Rarely Carried Against the Ministers.

As lately as twenty years ago motions made by private members were not infrequently carried against the opposition of the government—on the average nearly once a year. Like all other votes hostile to the ministers, however, they have become more rare, and in fact the last case of the kind occurred in 1893. But if private members' motions have not of late proved effectual, as a means of bringing some special part of the conduct of the government before the judgment of the House, and obtaining a test vote upon it, this may not hereafter be true in every case. They certainly furnish possible exception to the principle that in its relations with the government the House of Commons passes judgment only upon the measures which the ministers choose to bring forward, or upon their policy and administrative record as a whole.

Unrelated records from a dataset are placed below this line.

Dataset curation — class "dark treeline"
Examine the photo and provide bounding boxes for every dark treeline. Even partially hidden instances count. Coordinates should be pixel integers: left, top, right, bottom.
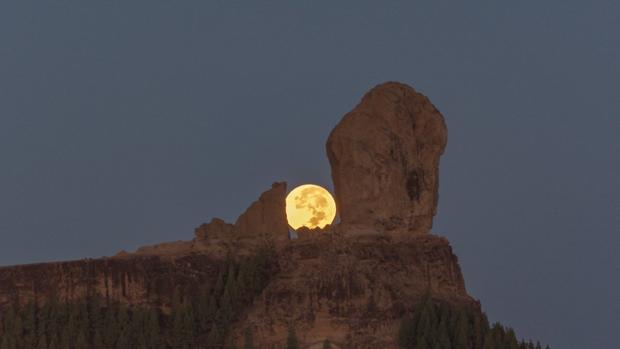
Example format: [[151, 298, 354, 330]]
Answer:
[[0, 250, 271, 349], [398, 297, 549, 349], [0, 250, 549, 349]]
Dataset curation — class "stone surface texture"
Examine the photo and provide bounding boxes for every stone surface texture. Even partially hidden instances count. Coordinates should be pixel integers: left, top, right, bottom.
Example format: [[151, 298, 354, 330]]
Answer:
[[327, 82, 447, 234]]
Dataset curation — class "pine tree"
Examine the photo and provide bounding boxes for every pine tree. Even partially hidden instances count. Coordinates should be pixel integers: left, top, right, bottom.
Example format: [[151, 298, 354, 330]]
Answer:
[[454, 310, 471, 349], [144, 308, 162, 349], [37, 334, 47, 349], [207, 326, 223, 349], [93, 330, 106, 349], [398, 316, 416, 349], [286, 326, 299, 349]]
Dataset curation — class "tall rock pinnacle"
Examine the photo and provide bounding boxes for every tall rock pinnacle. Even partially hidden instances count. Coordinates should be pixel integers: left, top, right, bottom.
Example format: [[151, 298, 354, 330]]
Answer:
[[326, 82, 447, 234]]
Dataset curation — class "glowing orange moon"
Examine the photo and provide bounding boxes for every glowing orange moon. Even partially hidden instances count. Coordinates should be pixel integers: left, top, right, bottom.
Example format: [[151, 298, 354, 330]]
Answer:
[[286, 184, 336, 230]]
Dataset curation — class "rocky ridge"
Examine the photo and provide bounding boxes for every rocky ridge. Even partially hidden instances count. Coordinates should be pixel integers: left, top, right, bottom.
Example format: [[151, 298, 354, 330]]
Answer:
[[0, 83, 479, 348]]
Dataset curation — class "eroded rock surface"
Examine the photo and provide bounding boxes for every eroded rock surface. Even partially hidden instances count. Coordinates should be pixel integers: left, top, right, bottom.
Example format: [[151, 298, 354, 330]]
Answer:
[[230, 233, 479, 349], [327, 82, 447, 234], [235, 182, 288, 243]]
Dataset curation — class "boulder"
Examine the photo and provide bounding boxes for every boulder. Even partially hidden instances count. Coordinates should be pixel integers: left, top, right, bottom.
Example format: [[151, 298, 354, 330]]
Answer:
[[194, 218, 235, 241], [326, 82, 447, 234], [235, 182, 289, 243]]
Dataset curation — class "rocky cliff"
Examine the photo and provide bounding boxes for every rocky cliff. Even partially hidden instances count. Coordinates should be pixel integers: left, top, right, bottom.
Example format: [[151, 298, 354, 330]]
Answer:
[[0, 83, 479, 348]]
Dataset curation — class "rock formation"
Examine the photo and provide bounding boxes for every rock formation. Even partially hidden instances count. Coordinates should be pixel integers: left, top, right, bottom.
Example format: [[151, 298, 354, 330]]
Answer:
[[0, 83, 479, 348], [327, 82, 447, 234], [229, 234, 479, 349], [235, 182, 288, 243]]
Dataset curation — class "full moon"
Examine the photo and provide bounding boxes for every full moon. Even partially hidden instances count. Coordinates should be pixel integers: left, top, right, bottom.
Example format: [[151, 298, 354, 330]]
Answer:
[[286, 184, 336, 230]]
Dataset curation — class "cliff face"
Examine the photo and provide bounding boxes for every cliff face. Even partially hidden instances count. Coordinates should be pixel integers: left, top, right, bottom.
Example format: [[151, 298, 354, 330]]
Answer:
[[0, 229, 478, 348], [0, 83, 470, 348], [0, 254, 222, 311], [236, 234, 479, 348], [326, 82, 447, 235]]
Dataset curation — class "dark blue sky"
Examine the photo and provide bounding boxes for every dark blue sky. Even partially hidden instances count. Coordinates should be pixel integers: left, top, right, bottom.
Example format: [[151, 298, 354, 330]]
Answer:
[[0, 1, 620, 349]]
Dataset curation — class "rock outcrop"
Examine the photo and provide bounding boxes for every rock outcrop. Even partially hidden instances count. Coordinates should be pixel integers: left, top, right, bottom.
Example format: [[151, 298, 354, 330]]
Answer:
[[235, 234, 479, 349], [235, 182, 288, 244], [327, 82, 447, 234], [0, 83, 468, 348]]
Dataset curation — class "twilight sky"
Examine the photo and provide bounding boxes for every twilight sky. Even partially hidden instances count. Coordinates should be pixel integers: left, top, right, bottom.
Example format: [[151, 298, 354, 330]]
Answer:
[[0, 0, 620, 349]]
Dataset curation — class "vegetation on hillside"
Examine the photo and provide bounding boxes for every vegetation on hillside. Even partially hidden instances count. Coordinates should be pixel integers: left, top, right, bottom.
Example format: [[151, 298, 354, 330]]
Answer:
[[0, 250, 548, 349], [0, 247, 272, 349], [398, 297, 549, 349]]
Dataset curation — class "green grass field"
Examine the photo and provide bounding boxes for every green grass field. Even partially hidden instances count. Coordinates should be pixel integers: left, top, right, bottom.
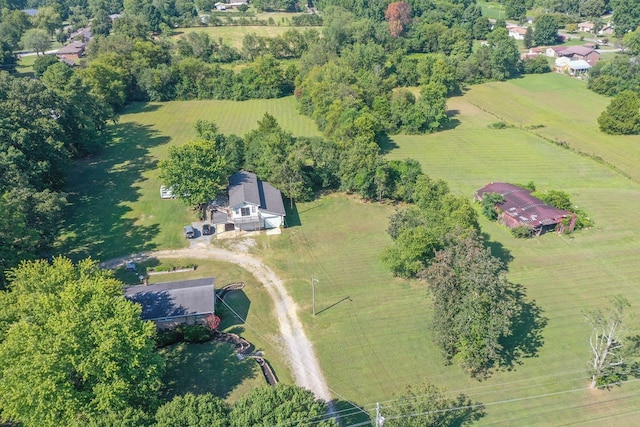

Debate on Going into Supply.

Amendments to the address, motions to adjourn and private members' motions, are almost the only occasions at the present time when criticism of the government's action can be followed by a vote upon the act criticised. Formerly [341]there was another opportunity as constant and prolific as any of them. This came when the House resolved itself into Committee of the Whole on Supply. Before taking up supply on any day a motion had to be made that the Speaker do leave the chair; and in accordance, it was said, with the ancient doctrine that redress of grievances should be considered before supply, any subject not requiring a substantive motion, or not a matter of detail properly discussed in the committee itself, could be debated either on the principal motion, or on an amendment framed for the purpose.[341:1] This gave frequent opportunities, throughout the greater part of the session, not only for finding fault with the conduct of the government, but also for taking the sense of the House thereon by means of amendments to the motion that the Speaker do leave the chair.

How Limited in 1882.
In 1896 and 1902.

The practice opened the door to a vexatious waste of time, and in 1882 it was limited by a standing order, which provided that on Monday or Thursday the Speaker should leave the chair without question put (and therefore without amendment or debate) unless on first going into supply on the estimates for the Army, Navy, or civil service, or on a vote of credit, an amendment should be moved, or question raised, relating to the estimates proposed to be taken in supply.[341:2] Tuesdays and Wednesdays were at that time private members' days, and whenever they were seized by the government, and used for supply, it was the habit to extend the order to them by special vote.[341:3] This left Friday as the only day on which the motion that the Speaker do leave the chair was open to amendment and debate.[341:4] Finally, in 1896, when a fixed number of days were allotted to supply, the standing order was extended to Friday also.

[342] It was done at first by a sessional order; but this was renewed from year to year, until it was made permanent by the rules of 1902.